Castel di Sangro, stop ai ricoveri nella struttura che conta 11 posti letto Il sindaco Caruso contesta la decisione Asl: «Andrò dritto in Procura»

CASTEL DI SANGRO. Chiude un reparto con undici posti letto, perché mancano i medici. Da ieri l’unità di chirurgia dell’ospedale di Castel di Sangro resta temporaneamente chiusa ai ricoveri per carenza di personale.
Contro la decisione si scaglia però il sindaco Angelo Caruso, che annuncia il ricorso alla magistratura per la tutela del diritto al servizio sanitario. «Considerato che per garantire le attività chirurgiche nel presidio ospedaliero», scrive Walter Di Bastiano, direttore del dipartimento chirurgico dell’Asl, «si è fatto ricorso all’istituto dell’attività aggiuntiva e che la stessa, prorogata fino al 15 febbraio, comporta una notevole spesa per l’Asl, si propone la disattivazione di 11 posti letto a ciclo ordinario e l’attivazione contemporanea di 2 posti letto a ciclo diurno». Nella nota dirigenziale, giustificando l’improvvisa soppressione di servizi sanitari, è però specificato che 2 giorni settimanali resta garantito il day-surgery, ossia la possibilità clinica, organizzativa e amministrativa di effettuare interventi chirurgici, o anche procedure diagnostiche e terapeutiche invasive o semi invasive, in regime di ricovero limitato alle sole ore del giorno grazie alla presenza in ospedale di 2 medici.
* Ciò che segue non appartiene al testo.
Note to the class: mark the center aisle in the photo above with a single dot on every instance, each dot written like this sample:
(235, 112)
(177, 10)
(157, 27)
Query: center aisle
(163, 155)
Le consulenze chirurgiche per le unità operative di degenza e per il pronto soccorso, ritenute urgenti e non differibili nelle fasce orarie in cui non è presente personale medico nel presidio ospedaliero dovranno invece essere inviate all’unità operativa di chirurgia generale dell’ospedale di Sulmona.
«Tale proposta organizzativa», scrive ancora di Bastiano, «oltre che garantire un risparmio economico consentirà di tutelare al meglio la salute dei cittadini-utenti che gravitano sul presidio ospedaliero di Castel di Sangro, ottimizzando l’utilizzo delle risorse umane».
Ad esprimere la massima contrarietà all'iniziativa intrapresa dall’Asl è però il sindaco Caruso, secondo cui «la scelta difetta non solo di affidabili motivazioni, ma anche di rigore provvedimentale». Per il primo cittadino del capoluogo altosangrino è inaccettabile continuare a subire ulteriori soppressioni di servizi sanitari. «La chirurgia del presidio ospedaliero di Castel di Sangro, ancorché limitata ad attività minore», afferma Caruso, «assume rilevanza fondamentale per le esigenze del territorio, altrimenti non risolvibili alla stregua della pseudo soluzione prospettata».